Day 1: Setting Up the Memoir Project
Date: June 7, 2025
Today I started work on Memoir, my OCaml-based static site generator. The goal is to build a minimalist yet powerful system that can render my writing with excellent performance while giving me complete control over the output.
Morning: Project Structure
Started the day by planning the project structure. Decided on a simple but effective organization:
memoir/
├── bin/ # Executable entry points
├── lib/ # Core library code
│ ├── content/ # Content handling
│ ├── templates/ # HTML templates
│ └── types/ # Type definitions
├── test/ # Test suite
└── static/ # Static assets
Created the initial dune project structure with:
$ dune init project memoir
Afternoon: Core Dependencies
Selected the core dependencies:
- Dream: For the development server
- TyXML: For type-safe HTML generation
- Omd: For Markdown parsing
- Yojson: For JSON config handling
Added these to the dune file and created the initial project structure.
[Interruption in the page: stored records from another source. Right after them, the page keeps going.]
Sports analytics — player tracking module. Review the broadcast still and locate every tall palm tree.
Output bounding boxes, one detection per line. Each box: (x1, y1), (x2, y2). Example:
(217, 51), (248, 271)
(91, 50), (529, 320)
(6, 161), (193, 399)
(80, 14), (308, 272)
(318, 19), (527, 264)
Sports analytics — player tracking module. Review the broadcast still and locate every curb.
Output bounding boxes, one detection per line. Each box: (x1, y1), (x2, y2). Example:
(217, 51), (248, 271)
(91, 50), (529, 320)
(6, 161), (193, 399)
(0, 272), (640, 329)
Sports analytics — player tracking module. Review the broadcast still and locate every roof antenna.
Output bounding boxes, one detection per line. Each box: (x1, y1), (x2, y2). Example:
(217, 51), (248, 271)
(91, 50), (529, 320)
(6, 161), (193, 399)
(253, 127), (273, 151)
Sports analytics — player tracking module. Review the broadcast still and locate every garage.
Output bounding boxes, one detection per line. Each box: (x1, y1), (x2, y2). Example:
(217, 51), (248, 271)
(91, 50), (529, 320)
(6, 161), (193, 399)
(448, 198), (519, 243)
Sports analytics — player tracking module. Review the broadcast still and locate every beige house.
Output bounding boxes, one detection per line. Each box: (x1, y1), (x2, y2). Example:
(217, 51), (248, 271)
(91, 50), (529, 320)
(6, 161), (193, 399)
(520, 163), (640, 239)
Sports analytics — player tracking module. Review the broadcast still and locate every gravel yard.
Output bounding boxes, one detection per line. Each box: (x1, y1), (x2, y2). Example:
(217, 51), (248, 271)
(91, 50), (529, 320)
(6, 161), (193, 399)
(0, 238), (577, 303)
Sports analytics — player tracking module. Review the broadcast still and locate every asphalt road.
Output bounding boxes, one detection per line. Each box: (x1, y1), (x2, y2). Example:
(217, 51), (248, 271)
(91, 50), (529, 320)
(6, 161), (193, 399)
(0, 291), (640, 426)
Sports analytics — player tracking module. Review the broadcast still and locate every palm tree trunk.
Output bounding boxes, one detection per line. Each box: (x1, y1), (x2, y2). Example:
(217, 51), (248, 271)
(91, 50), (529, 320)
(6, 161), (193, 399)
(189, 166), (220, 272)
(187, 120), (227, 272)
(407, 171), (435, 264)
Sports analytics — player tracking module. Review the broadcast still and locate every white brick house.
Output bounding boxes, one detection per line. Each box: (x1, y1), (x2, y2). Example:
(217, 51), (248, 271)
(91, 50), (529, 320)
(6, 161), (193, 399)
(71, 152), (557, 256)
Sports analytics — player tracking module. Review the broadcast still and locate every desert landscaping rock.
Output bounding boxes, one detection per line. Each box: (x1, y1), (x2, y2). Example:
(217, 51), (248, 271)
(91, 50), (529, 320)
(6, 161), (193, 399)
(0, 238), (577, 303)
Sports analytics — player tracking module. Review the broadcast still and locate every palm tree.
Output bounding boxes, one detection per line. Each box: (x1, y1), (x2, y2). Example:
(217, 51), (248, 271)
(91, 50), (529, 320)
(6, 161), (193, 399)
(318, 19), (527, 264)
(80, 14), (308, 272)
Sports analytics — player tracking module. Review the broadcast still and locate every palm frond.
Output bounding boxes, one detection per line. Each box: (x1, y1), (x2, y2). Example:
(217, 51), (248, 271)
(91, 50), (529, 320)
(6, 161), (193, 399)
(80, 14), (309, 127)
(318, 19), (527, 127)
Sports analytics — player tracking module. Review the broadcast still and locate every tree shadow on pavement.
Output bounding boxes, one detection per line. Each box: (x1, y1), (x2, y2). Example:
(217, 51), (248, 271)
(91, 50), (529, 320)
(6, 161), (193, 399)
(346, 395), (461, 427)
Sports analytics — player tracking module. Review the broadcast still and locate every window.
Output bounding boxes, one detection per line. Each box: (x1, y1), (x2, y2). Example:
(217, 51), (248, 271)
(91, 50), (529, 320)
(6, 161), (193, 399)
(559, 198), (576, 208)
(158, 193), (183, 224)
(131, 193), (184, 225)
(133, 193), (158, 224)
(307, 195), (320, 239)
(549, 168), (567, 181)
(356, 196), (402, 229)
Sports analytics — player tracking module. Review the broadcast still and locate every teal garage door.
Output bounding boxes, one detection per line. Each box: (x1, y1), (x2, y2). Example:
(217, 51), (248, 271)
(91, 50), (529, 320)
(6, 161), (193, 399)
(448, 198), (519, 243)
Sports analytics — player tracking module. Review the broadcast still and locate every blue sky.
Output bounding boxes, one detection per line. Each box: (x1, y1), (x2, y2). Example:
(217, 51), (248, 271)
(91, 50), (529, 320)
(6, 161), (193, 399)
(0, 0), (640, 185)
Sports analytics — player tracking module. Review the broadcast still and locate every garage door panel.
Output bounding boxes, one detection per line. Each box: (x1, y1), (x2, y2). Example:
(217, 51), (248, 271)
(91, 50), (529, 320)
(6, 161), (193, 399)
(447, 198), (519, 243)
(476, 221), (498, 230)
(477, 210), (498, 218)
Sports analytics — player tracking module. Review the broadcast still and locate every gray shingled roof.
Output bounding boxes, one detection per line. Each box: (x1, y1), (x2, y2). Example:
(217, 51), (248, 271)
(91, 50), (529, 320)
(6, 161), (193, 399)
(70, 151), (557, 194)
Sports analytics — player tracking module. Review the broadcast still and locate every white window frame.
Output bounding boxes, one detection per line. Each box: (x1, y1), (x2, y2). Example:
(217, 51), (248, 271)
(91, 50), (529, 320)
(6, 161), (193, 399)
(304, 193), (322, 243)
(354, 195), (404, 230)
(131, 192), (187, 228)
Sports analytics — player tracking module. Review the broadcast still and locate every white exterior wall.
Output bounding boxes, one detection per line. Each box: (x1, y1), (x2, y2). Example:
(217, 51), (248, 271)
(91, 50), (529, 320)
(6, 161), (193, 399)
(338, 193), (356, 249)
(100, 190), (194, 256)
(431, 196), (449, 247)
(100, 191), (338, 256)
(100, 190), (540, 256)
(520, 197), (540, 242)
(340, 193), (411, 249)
Ran into some issues with Omd version compatibility but resolved by pinning to a specific version.
Evening: First Templates
Started implementing the basic templates system using TyXML. It feels very satisfying to have type safety while generating HTML! Writing the header component was particularly interesting:
(** Header component for all pages *)
module Header = struct
(** Complete header component *)
let make ?(show_logo = true) () =
let open Html in
header
~a:[ a_class [ "site-header" ] ]
[
div
~a:[ a_class [ "container" ]; a_class [ "header-container" ] ]
[
(if show_logo then logo () else span []);
nav_toggle ();
navigation ();
];
]
end
Key Learnings
- TyXML has a steeper learning curve than I expected, but the benefits of type safety are already apparent
- OCaml's module system is perfect for organizing UI components
- Need to decide on a better approach for handling frontmatter in Markdown files
Tomorrow's Plan
- Implement the Markdown parser with frontmatter extraction
- Begin work on the routing system
- Set up the initial CSS with a theme toggle feature
Day 1 complete! Making steady progress and enjoying the process.